He was put on hold for a minute.

“Your boy’s phone is in the Cherry Hill area, right north of the base at Quantico. The billing address is a Triangle post office box, though. I can get a premises wiring locator from C&P, but it’ll take a day, and you’ll have to come in with a for-rnal coarse screen request. But that phone’s in Cherry Hill. “

“Much grass,” Train replied, and hung up. Do it like the pros, he thought. When in doubt, call goddamn Information.

He decided to check his voice mail again. One call. “For Dr. von Rensel from Dr. Johnson,” the man said. “Lunch at the New Orleans House in Rosslyn, eleven-fifteen. Today.

Dr. Johnson is really glad Mr. von Rensel called.”

Train blinked and looked at his watch. It was 10:45. He just had time to hop the Metro over to Rosslyn. He called Karen, but now there was no answer. He hung up, frowning.

Now where the hell did she go? And she did take the dog, I hope to hell.

Mchale Johnson was a very tall, almost cadaverous-looking man. He had a long, narrow, and very white face with, a prominent forehead, highly arched eyebrows, and a long, bony nose. He wore square-rimmed glasses, which magnified his pale gray eyes. His hair was lanky, disheveled, and going gray, like’the rest of him. He did not get up when Train approached the table, but continued to look around the room as if he was trying to remember something or someone. Train pulled out a chair, tested it for strength, and then replaced it with one from the adjacent table. The two women sitting at that table just looked at each other, declining protest.
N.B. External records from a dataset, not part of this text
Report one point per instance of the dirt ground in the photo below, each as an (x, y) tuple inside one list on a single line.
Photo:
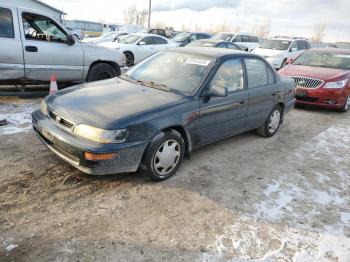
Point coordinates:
[(247, 198)]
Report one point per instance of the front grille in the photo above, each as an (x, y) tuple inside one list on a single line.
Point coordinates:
[(307, 82), (60, 120), (306, 98)]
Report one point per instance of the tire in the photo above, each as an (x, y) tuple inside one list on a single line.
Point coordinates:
[(158, 169), (346, 106), (101, 71), (284, 63), (130, 59), (272, 123)]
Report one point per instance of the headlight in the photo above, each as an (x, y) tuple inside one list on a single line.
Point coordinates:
[(43, 107), (337, 84), (101, 135)]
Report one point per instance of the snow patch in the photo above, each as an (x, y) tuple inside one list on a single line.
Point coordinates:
[(18, 116)]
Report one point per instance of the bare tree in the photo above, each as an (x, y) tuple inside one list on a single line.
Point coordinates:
[(142, 17), (263, 30), (318, 33), (130, 14)]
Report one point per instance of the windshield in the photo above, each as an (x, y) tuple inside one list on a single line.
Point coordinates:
[(223, 36), (174, 71), (275, 44), (130, 39), (109, 35), (202, 44), (324, 59), (181, 37)]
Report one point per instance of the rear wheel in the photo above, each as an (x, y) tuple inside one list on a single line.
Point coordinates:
[(346, 106), (101, 71), (272, 123), (163, 155), (130, 60)]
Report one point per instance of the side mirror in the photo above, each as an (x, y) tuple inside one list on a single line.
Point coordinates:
[(70, 40), (289, 60), (218, 91)]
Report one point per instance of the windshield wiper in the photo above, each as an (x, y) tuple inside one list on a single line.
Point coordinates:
[(154, 85)]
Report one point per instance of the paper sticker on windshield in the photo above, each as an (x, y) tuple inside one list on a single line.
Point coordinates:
[(196, 61), (343, 56)]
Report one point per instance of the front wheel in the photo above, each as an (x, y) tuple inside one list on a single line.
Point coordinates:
[(272, 123), (346, 106), (163, 155)]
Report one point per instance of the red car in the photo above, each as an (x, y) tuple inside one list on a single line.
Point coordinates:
[(322, 78)]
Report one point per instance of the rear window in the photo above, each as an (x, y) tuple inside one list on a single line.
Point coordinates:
[(6, 23)]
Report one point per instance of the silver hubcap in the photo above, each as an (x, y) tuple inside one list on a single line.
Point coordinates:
[(167, 157), (347, 105), (274, 121)]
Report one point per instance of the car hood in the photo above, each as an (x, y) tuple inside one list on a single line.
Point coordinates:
[(267, 52), (103, 104), (325, 74), (112, 45)]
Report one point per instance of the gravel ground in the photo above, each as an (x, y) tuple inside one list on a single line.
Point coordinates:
[(246, 198)]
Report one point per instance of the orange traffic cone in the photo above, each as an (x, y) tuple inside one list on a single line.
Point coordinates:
[(53, 85)]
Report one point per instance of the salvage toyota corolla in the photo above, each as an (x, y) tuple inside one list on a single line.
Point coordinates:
[(163, 108)]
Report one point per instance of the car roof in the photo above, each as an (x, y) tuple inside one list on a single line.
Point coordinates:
[(331, 50), (211, 52), (213, 41)]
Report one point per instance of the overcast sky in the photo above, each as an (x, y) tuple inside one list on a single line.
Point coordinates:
[(288, 17)]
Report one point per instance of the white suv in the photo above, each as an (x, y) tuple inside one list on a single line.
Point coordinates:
[(277, 50), (249, 41)]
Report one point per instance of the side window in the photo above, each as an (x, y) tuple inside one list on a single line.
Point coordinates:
[(253, 39), (193, 37), (271, 75), (256, 72), (222, 45), (230, 75), (159, 41), (245, 38), (41, 28), (237, 38), (301, 45), (6, 23), (294, 46), (233, 46), (148, 40), (308, 46)]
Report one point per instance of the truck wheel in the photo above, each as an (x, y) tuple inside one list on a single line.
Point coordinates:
[(101, 71), (272, 123), (130, 60), (163, 155)]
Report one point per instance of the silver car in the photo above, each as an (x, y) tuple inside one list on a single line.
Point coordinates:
[(35, 46)]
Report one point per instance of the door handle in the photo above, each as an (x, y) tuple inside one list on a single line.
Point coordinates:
[(30, 48)]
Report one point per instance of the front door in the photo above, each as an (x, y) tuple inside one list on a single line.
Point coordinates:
[(11, 55), (262, 91), (46, 50), (224, 116)]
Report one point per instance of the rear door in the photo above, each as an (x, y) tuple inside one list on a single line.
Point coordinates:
[(46, 50), (11, 53), (262, 91), (224, 116)]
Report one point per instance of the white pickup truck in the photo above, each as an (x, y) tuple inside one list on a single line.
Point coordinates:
[(34, 46)]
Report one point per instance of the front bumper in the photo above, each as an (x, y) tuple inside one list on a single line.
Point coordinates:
[(321, 97), (71, 148)]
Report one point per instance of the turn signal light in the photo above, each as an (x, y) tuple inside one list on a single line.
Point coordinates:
[(99, 157)]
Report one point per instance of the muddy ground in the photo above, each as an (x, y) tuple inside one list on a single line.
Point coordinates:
[(247, 198)]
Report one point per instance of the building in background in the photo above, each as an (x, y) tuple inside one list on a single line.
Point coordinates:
[(38, 6)]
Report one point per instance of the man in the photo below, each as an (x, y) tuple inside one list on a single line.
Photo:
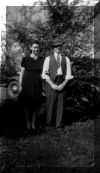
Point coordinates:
[(56, 72)]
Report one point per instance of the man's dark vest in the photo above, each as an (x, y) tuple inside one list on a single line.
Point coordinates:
[(53, 66)]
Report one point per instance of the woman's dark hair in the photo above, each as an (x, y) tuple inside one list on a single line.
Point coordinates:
[(34, 42)]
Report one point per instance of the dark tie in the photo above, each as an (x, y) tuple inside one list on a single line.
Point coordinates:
[(58, 61)]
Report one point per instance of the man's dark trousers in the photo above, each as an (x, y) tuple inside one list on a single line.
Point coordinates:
[(55, 102)]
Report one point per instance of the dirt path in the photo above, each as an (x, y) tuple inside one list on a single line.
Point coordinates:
[(72, 146)]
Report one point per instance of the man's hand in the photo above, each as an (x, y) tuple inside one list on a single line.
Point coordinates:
[(54, 87), (60, 87)]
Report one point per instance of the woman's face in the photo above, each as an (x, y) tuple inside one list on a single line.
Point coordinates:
[(35, 48)]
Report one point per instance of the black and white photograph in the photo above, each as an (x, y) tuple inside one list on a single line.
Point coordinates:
[(49, 85)]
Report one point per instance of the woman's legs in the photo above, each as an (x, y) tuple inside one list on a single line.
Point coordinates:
[(27, 118), (33, 120)]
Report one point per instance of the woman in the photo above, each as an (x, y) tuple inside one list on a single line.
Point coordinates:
[(30, 80)]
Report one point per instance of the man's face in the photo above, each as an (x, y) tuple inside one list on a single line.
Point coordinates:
[(35, 48), (57, 50)]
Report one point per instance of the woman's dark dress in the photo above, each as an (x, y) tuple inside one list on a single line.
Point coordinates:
[(31, 94)]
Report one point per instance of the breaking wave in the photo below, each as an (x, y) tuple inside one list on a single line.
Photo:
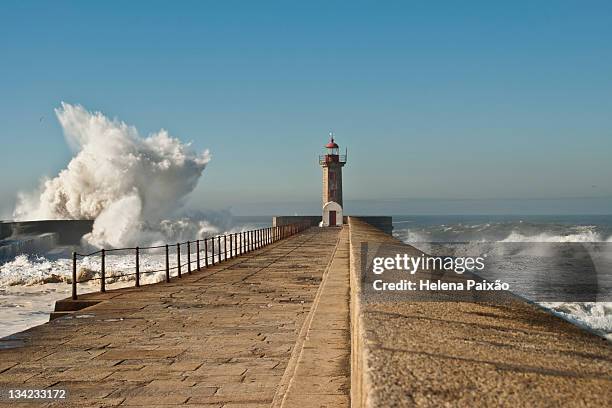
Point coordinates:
[(129, 184)]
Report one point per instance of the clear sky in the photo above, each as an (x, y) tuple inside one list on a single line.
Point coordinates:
[(435, 100)]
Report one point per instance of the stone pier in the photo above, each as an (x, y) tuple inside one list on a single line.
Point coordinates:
[(290, 325)]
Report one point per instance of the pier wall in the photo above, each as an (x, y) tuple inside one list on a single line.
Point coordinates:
[(383, 223)]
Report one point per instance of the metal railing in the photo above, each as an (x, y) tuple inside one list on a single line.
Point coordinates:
[(214, 249)]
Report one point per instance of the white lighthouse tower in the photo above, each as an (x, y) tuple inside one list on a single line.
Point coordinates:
[(332, 163)]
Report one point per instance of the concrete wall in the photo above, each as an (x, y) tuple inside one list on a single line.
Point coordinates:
[(291, 219), (383, 223), (69, 232)]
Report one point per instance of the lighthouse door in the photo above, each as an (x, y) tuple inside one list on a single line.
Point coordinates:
[(332, 218)]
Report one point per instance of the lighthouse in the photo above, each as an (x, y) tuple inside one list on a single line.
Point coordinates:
[(332, 163)]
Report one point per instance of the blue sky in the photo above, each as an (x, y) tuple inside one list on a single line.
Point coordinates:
[(499, 101)]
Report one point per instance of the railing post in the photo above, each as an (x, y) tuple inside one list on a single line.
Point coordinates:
[(167, 264), (178, 259), (225, 247), (206, 252), (189, 257), (212, 251), (231, 245), (198, 257), (103, 272), (74, 295), (137, 267)]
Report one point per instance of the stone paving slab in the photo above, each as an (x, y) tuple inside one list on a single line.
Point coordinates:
[(320, 373), (499, 352), (221, 337)]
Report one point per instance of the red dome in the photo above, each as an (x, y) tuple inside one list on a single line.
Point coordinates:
[(331, 144)]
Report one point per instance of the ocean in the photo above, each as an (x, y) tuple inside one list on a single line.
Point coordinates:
[(544, 257), (30, 284)]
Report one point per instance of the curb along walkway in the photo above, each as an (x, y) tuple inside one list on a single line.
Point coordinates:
[(221, 337)]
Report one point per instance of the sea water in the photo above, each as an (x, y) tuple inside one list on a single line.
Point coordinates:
[(30, 284), (442, 235)]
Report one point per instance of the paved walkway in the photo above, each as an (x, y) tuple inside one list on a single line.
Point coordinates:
[(222, 337), (319, 375)]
“Dr. Johnson, I presume,” Train said. He was pretty sure that Mchale was indeed the man’s first name, but he doubted the Johnson part.
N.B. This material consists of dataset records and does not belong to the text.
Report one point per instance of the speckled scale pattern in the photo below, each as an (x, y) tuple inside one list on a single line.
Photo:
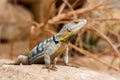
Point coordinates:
[(38, 51)]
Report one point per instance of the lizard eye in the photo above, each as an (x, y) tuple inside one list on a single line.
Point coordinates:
[(69, 29)]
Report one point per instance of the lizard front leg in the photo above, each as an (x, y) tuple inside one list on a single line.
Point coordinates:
[(21, 59), (66, 59), (48, 64)]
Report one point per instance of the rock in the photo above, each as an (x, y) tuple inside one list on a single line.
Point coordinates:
[(13, 20), (35, 72)]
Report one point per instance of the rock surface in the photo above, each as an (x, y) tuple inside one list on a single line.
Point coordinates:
[(13, 20), (35, 72)]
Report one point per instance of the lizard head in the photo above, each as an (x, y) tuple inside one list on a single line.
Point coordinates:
[(69, 30)]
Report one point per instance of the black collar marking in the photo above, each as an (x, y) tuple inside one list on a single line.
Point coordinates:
[(55, 40)]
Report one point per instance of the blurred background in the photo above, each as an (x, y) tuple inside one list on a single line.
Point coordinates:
[(25, 23)]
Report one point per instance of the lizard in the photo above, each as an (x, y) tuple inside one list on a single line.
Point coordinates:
[(48, 50)]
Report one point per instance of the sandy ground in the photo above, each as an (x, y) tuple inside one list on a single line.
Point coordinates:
[(35, 72)]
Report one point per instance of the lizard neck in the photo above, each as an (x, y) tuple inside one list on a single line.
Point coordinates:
[(55, 40)]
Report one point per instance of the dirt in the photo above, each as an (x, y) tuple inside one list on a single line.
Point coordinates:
[(35, 72)]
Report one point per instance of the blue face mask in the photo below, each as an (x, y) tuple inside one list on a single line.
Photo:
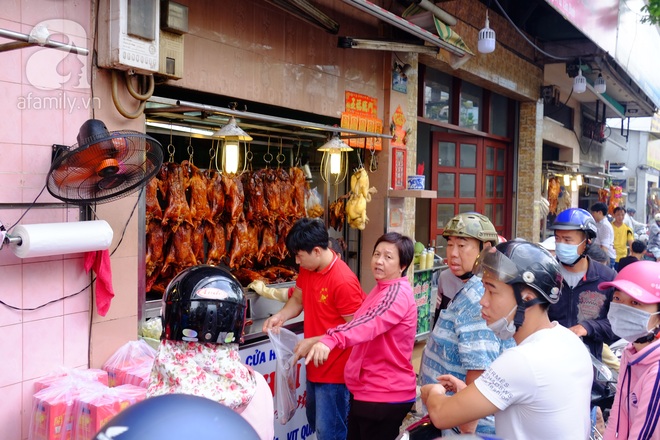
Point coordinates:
[(567, 253)]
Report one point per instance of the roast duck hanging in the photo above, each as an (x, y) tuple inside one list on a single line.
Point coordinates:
[(206, 217)]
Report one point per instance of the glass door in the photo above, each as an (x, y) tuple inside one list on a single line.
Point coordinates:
[(469, 174)]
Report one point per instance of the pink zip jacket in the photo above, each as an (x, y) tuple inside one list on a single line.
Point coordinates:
[(636, 407), (382, 334)]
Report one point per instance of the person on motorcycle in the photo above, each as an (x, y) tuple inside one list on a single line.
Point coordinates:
[(637, 251), (461, 343), (526, 386), (638, 228), (582, 307), (654, 237), (635, 316)]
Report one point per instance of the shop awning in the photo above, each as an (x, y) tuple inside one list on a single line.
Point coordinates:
[(408, 26), (203, 117)]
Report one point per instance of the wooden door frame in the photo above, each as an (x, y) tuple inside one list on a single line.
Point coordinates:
[(481, 142)]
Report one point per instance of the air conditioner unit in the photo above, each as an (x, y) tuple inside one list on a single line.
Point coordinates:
[(129, 35)]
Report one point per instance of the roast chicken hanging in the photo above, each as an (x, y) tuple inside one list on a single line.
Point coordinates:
[(360, 194)]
“Dr. von Rensel,” Johnson replied, tilting his head back to examine Train through those huge glasses. “You’ve gotten bigger. That’s almost hard to imagine.”

“Just spreading, probably,” Train replied, looking at the menu. The doctor business was a private joke between them.
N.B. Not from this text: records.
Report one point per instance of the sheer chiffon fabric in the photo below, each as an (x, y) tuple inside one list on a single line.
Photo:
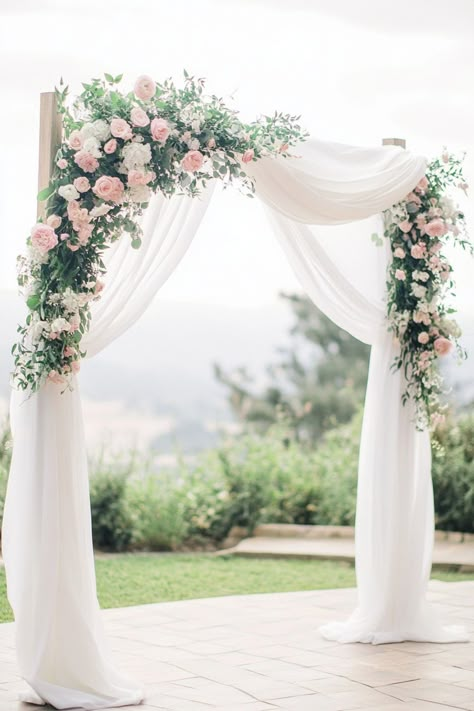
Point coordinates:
[(47, 543)]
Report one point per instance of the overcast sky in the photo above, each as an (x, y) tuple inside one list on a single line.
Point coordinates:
[(356, 71)]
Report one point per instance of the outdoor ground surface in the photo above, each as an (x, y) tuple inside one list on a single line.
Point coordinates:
[(137, 579)]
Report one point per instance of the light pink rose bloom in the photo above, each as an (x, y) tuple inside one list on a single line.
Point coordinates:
[(119, 128), (139, 117), (442, 346), (422, 185), (144, 88), (75, 140), (192, 161), (108, 188), (405, 226), (43, 237), (136, 177), (53, 221), (86, 161), (436, 228), (159, 130), (75, 366), (110, 146), (82, 184), (418, 251), (55, 377), (74, 323)]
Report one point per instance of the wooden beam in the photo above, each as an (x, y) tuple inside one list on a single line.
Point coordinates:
[(394, 142), (49, 142)]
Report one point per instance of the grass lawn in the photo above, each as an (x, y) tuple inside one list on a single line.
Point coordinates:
[(136, 579)]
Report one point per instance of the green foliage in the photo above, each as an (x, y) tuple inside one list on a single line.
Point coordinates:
[(319, 382), (453, 475)]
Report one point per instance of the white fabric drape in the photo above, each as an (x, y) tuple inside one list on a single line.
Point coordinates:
[(343, 272), (47, 542)]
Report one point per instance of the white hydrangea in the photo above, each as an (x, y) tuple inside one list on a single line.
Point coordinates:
[(92, 146), (59, 324), (68, 192), (139, 193), (135, 156)]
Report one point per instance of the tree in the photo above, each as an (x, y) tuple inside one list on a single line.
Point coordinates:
[(319, 382)]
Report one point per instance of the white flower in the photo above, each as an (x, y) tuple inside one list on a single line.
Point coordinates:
[(68, 192), (92, 146), (100, 210), (139, 193), (135, 155), (59, 324), (418, 291), (100, 130)]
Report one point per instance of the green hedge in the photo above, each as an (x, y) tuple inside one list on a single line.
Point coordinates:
[(256, 479)]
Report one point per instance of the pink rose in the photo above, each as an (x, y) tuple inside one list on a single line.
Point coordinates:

Johnson held a doctorate in cybernetics, and he insisted on calling Train Doctor because of his law degree. And probably because it amused him to do so. Train put down his menu.

“Your secretary intimated that my phone call was, um, timely.”

Johnson nodded slowly. “My secretary. I’ll have to tell him that. But considering the subject, it was indeed timely.”

“A SEAL.”

“Indeed. Here’s the waitress.” They both placed their orders, having to speak up to be heard in the general hubbub. When the waitress left, Train asked if this was an appropriate place to talk. Johnson shrugged.

“It’s crowded and noisy. Tough place to eavesdrop, really. Did someone tell you to call me?”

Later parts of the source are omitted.